賞与にも社会保険料はかかります。月給の標準報酬月額とは別に、『標準賞与額』(賞与額の1,000円未満を切り捨てた額)に対して、健康保険・厚生年金・介護保険の料率がほぼ同じようにかかります。本人負担分はやはり約15%前後です。

ここで面白い対比があります。

  • 社会保険料:賞与から引かれる
  • 住民税:賞与からは引かれない(住民税は前年の所得をもとに、毎月の給与から年間を通して定額で天引きされる仕組みのため)

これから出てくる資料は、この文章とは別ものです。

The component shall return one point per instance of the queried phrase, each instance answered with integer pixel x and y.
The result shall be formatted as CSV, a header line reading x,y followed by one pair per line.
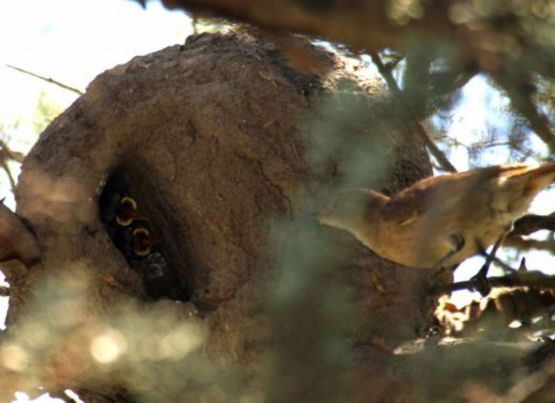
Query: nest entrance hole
x,y
142,227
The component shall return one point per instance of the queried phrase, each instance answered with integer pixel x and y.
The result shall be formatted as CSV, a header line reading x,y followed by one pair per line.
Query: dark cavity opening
x,y
141,225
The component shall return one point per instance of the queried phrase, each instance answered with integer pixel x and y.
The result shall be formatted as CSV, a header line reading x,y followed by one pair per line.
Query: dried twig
x,y
47,79
522,102
519,243
4,291
6,152
420,131
531,223
533,279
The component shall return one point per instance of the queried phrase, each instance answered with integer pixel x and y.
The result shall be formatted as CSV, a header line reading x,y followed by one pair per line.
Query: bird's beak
x,y
310,218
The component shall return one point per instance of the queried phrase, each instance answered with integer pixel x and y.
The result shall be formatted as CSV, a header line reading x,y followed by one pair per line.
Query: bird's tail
x,y
539,177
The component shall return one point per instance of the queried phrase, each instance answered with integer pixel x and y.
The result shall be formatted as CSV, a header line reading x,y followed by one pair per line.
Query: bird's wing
x,y
443,192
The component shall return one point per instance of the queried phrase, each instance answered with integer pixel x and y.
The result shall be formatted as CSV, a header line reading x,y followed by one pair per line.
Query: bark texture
x,y
215,141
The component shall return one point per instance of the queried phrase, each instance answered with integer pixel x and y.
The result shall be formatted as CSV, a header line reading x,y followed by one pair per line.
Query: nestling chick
x,y
440,220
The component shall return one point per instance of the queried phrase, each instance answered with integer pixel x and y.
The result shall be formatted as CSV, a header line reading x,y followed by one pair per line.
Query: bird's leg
x,y
481,278
439,268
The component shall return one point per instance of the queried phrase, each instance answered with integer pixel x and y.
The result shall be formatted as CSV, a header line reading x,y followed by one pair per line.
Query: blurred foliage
x,y
310,312
208,25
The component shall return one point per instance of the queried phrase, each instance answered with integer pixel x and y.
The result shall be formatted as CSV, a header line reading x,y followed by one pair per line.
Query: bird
x,y
441,220
141,241
127,211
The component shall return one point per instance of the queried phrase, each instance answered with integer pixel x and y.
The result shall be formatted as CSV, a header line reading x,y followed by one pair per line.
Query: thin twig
x,y
533,279
420,131
7,152
47,79
530,223
519,243
9,174
523,104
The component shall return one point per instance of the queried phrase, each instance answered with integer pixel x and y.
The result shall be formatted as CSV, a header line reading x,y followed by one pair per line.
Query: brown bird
x,y
127,211
141,242
441,220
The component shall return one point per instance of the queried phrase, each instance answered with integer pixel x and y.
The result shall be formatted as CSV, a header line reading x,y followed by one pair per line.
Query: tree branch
x,y
4,291
530,223
415,123
532,279
47,79
520,95
6,152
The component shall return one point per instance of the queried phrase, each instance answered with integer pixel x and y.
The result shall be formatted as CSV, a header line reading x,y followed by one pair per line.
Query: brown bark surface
x,y
213,140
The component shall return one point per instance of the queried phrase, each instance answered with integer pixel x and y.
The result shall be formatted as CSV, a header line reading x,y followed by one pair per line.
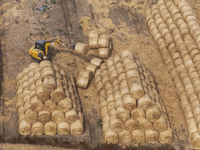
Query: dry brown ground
x,y
22,24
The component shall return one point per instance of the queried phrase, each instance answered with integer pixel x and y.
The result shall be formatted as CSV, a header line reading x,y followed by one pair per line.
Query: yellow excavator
x,y
40,51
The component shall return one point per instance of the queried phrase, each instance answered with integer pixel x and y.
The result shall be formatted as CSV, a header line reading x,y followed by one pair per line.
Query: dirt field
x,y
21,24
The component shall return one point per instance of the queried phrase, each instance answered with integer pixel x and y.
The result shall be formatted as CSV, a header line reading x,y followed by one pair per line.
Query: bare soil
x,y
21,24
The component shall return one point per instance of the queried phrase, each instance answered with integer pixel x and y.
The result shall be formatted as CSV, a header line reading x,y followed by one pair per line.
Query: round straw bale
x,y
71,116
82,82
137,91
37,129
93,34
153,113
47,71
65,105
50,83
116,125
126,53
21,110
128,102
145,102
96,61
58,94
43,93
44,116
138,137
24,128
36,105
77,127
196,142
131,125
160,124
104,52
166,136
93,43
63,128
111,136
81,48
50,128
91,67
110,62
37,76
45,63
123,114
144,124
31,116
152,136
58,116
50,105
125,137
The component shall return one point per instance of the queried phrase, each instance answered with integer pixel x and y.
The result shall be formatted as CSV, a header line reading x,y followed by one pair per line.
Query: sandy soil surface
x,y
21,24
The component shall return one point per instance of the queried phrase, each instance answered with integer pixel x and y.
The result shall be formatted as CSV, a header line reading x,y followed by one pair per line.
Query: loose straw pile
x,y
47,101
175,28
131,109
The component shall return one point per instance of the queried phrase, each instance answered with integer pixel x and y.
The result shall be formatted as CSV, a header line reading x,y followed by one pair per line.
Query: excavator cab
x,y
40,50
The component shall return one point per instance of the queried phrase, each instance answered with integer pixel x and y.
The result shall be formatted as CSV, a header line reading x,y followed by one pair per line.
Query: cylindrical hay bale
x,y
166,137
128,102
50,105
160,124
125,137
116,125
103,42
153,114
37,77
21,110
37,129
91,67
86,73
145,102
81,48
93,34
24,128
71,116
93,43
136,91
82,82
77,127
58,94
144,124
44,116
36,105
152,136
58,116
65,105
43,93
50,83
104,53
50,128
111,136
138,137
123,114
63,128
131,125
96,61
31,116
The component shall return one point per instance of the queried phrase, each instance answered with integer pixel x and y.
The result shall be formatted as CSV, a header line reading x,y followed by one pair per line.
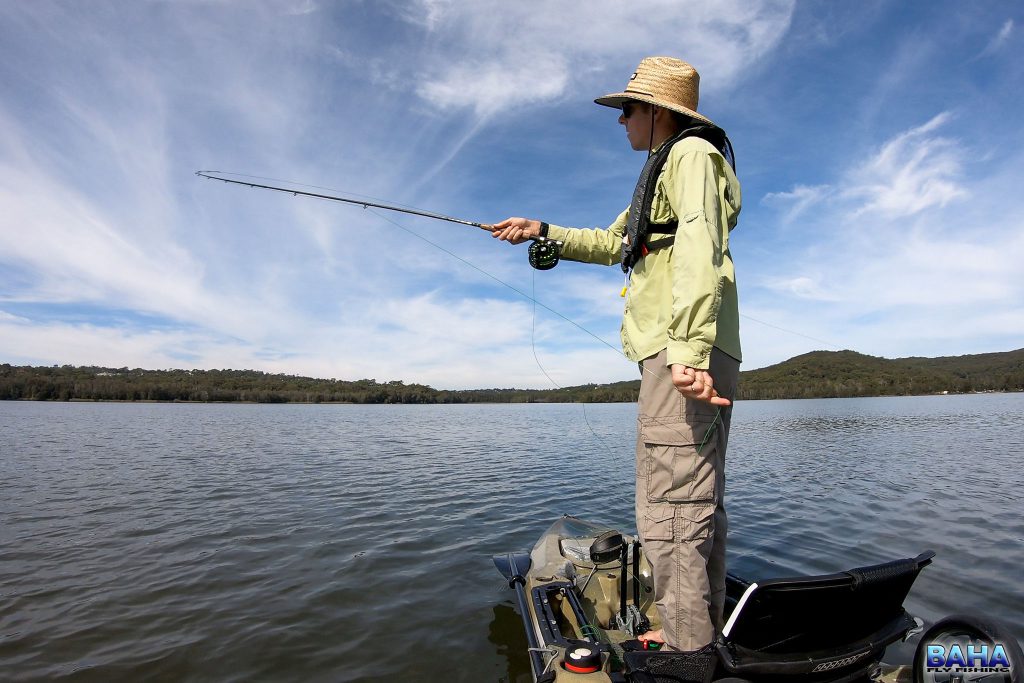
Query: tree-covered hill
x,y
836,374
819,374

「ボーナスから住民税が引かれていないのに、社会保険料はしっかり引かれている」のはこのためです。賞与の手取りを正確に知りたいときは、ボーナス手取りを整える に賞与額を入れると、社会保険料と所得税を差し引いた実額が出ます。


自分の保険料を出すには

ここまで料率を見てきましたが、繰り返すとおり料率は年度・都道府県・健保組合で変わる概算です。「結局、自分はいくら引かれるのか」は、自分の条件で計算するのが唯一の正解です。

社会保険料を整える に月の額面を入れると、

  • 健康保険・厚生年金・雇用保険・(40歳以上なら)介護保険の内訳
  • 本人負担額と、会社が負担している額
  • 標準報酬月額の等級

がその場で出ます。「40歳になると毎月いくら増えるのか」「いまの等級は報酬のどのあたりか」を、感覚ではなく実数で確認できます。


関連ツールとのシナジー

社会保険料 → 賞与 → 税込みの手取り、の順に整えると、給与明細のほぼ全項目が説明できるようになります。


まとめ

  • 額面と手取りの差の主役は、税金ではなく社会保険料であることが多い
  • 部品は 健康保険(約10%)・厚生年金(18.3%)・雇用保険・介護保険(40〜64歳) の4つ
  • 健康保険・厚生年金・介護保険は労使折半で、本人が払うのは半分
  • 料率がかかる相手は毎月の給料ではなく、4〜6月で決まる『標準報酬月額』の等級
  • だから「4〜6月の残業を抑えると保険料が下がる」が成立するが、将来の年金額にも影響する
  • 賞与にも社会保険料はかかる(住民税は賞与からは引かれないのと対照的)
  • 料率は年度・都道府県・健保組合で変わる概算。実額は 社会保険料を整える

「謎の天引き」を 種類 × 料率 × 誰が負担するか に分解すると、給与明細は一気に読めるようになります。正体を知ることが、お金の判断の第一歩です。